When it comes to language barriers in another country, how do you handle it? Do you carry around a pocket guidebook containing words and phrases designed for the tourist? Or are you of the technological age and use your iPhone or other electronic device for your “on the go” translating needs? Or, do you not bother at all with such frivolities and instead just “wing it,” pointing and pantomiming as you go?

With the exception of electronic devices, I’ve used various methods when in a country where I don’t speak the language. Early on in my traveling adventures I did use a pocket language phrase book. On my first ever trip to Mexico at the age of 16 I came armed with a diccionario and a Latin American Spanish phrasebook since Castillian Old World Spanish is drastically different from Latin American New World Spanish. When I studied in South Korea, I bought a Korean guidebook which I found invaluable when “trying” to translate Hangul (the name of the Korean alphabet) characters. I had also come armed with Korean language CDs which I listened to on the long flight over, but gave up on using them after being told by a Korean acquaintance that my pronunciation of certain words was all wrong; I was just going or trying to go by the speaker on the CD.

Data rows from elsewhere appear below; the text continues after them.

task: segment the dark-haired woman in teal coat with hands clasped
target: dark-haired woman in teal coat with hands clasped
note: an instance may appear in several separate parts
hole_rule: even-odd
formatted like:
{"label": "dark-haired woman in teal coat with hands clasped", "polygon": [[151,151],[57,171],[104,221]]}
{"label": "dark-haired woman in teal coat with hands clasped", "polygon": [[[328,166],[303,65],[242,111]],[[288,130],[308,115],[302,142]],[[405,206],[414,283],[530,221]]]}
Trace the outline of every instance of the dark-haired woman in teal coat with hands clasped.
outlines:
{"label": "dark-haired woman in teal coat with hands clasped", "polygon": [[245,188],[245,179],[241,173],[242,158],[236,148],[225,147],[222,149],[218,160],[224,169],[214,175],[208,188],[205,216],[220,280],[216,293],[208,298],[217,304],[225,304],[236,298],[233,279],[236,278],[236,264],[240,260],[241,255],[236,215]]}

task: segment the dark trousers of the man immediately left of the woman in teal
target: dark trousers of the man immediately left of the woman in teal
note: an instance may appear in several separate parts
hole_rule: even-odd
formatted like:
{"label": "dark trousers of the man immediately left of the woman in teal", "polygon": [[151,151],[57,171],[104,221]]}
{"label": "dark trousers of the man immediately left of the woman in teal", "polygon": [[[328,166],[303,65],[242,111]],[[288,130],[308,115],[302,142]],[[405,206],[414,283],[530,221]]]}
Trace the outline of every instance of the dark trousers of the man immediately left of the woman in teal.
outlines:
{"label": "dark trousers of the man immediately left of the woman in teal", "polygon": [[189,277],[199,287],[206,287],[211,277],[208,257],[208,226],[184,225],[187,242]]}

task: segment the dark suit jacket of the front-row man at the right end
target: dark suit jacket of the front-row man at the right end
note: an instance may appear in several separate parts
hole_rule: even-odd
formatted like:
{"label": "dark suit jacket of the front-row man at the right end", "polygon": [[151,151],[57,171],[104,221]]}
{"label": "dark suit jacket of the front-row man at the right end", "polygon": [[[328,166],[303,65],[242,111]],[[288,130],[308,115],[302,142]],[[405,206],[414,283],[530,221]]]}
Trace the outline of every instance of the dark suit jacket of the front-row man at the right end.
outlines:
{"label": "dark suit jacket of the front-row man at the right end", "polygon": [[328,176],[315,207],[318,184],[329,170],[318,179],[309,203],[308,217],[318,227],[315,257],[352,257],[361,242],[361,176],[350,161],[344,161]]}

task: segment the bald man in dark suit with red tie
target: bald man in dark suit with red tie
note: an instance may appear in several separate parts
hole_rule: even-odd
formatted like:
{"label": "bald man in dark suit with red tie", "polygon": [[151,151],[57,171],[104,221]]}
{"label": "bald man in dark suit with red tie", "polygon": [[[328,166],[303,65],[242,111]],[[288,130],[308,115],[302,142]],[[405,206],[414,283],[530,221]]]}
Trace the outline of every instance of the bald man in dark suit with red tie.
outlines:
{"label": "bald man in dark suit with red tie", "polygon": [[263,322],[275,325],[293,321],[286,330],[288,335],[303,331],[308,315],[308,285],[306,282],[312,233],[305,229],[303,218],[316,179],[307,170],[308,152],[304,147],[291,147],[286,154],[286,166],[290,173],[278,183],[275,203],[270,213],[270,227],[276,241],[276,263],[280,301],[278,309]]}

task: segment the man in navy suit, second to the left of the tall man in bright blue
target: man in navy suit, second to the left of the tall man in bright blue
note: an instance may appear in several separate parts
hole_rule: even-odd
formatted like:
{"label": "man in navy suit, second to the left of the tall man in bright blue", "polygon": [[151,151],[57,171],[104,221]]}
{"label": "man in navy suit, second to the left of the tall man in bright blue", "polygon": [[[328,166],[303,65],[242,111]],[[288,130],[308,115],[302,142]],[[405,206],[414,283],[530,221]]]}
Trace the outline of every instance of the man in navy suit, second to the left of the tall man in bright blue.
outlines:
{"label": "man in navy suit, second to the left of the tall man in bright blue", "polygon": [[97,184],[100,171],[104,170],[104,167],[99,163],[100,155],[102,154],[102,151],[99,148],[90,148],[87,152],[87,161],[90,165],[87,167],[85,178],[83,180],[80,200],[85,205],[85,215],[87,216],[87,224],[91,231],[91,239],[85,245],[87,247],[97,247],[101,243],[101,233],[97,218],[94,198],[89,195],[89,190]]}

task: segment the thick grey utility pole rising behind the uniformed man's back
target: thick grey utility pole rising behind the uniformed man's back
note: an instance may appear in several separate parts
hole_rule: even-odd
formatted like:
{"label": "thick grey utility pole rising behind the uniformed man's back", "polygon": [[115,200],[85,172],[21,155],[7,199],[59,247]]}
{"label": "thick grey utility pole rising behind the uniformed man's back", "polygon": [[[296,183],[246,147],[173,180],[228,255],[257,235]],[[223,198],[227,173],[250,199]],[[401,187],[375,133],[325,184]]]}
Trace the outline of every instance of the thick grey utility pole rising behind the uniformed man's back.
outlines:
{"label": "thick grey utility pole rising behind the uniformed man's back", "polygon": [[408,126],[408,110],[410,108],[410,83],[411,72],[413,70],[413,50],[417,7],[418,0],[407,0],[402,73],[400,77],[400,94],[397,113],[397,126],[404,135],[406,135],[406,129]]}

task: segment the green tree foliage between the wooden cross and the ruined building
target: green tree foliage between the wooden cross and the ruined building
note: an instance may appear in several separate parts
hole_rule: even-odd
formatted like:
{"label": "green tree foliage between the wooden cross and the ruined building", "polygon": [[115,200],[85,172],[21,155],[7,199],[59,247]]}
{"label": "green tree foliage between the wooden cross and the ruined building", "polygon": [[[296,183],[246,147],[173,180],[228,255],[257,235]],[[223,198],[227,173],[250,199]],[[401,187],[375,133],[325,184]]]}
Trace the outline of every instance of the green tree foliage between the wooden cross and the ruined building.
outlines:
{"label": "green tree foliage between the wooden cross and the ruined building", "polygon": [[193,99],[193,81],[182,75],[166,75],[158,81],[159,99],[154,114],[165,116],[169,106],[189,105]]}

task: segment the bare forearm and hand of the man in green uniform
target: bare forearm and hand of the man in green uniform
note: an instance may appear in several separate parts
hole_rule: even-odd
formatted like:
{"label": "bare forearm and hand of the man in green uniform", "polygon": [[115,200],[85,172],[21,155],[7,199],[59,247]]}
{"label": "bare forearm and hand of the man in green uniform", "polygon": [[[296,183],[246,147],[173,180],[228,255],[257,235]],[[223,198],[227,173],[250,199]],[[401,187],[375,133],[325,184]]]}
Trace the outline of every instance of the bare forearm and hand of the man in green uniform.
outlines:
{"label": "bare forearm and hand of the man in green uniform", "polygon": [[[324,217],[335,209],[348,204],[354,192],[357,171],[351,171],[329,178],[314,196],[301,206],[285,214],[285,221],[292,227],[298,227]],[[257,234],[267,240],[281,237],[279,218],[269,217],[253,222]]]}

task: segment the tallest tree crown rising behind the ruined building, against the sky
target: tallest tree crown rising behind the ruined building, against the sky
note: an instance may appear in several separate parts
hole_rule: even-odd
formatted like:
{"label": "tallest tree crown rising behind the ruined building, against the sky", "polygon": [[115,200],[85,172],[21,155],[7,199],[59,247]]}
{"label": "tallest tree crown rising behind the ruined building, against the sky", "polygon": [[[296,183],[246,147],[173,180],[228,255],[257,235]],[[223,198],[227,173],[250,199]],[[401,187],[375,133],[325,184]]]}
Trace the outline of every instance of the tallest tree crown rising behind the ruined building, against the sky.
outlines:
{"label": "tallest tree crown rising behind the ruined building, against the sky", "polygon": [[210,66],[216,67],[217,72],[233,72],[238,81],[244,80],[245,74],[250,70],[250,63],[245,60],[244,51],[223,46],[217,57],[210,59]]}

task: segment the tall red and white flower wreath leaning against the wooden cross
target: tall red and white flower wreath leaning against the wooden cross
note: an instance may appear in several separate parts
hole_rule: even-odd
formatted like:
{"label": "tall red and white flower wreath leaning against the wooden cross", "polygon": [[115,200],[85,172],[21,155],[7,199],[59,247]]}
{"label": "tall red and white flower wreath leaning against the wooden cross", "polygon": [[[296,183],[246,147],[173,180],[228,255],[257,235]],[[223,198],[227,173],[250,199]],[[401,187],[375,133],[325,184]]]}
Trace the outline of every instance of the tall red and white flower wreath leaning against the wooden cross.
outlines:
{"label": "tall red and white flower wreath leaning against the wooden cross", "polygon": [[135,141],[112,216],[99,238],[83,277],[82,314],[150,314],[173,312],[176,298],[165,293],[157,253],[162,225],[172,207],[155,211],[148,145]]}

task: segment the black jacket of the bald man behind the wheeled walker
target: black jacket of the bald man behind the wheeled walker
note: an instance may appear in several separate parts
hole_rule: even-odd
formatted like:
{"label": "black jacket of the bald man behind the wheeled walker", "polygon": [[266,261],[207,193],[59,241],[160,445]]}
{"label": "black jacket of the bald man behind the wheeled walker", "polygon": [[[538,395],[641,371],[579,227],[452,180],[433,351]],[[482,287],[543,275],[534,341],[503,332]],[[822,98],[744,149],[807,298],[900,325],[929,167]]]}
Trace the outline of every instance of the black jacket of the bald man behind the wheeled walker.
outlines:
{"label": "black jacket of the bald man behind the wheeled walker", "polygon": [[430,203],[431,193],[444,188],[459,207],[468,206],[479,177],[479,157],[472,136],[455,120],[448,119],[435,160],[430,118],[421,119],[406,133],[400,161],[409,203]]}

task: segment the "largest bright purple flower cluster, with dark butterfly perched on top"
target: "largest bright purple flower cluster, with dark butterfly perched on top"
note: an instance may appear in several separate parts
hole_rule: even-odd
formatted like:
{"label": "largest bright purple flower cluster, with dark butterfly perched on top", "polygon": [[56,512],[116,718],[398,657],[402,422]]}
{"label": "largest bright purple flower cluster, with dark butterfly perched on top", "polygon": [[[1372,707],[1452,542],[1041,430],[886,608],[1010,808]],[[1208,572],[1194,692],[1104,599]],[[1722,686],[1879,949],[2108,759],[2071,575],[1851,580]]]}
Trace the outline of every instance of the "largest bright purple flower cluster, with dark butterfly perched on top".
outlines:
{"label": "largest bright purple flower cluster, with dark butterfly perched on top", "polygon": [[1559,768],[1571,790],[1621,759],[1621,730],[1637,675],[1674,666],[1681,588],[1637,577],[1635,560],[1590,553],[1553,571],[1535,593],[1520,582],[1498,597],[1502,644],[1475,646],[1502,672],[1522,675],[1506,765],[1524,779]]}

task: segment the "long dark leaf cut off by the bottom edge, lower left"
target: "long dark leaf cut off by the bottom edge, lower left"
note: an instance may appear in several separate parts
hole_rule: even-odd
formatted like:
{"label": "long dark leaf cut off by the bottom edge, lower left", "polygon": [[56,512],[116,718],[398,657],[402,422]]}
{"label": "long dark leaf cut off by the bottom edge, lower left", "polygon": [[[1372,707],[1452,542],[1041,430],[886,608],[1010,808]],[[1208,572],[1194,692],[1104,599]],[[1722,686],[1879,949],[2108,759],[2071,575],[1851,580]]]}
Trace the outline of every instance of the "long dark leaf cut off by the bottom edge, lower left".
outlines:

I’ve been fortunate enough while in Spanish speaking countries I don’t have to worry about language barriers since I speak the language, más o menos (more or less). Although colloquialisms can always be an issue, nothing is ever serious enough to be considered a communication roadblock. The most difficulty I have ever encountered with Spanish was when I studied in Seville, Spain, as Andalusian Spanish (the name of the region where Seville is located) can be extremely difficult for foreign speakers to understand and translate. I had never met people before with such lisps as two of my profesores had. However, near the end of my semester there I was near to being a pro with the dialect. I can also “manage” in countries like France and Italy, since French and Italian, along with Spanish, are three languages that make up the Romance language family. The grammar and vocabulary are very similar. When in Rome purchasing a train ticket at the Termini Station to Florence, I completely spoke in Spanish, just adding an Italianesque-type accent to my words.

Korea was my first foray into a foreign language abyss and while the language barrier could be challenging at times, it never overshadowed the immense benefits of living in such an exotic locale, of having such incredible experiences. With that said, nothing gives me greater satisfaction than using my Spanish skills. The male population in Latin America is usually the most amused when they see a pale, red headed gringa speaking to them en español.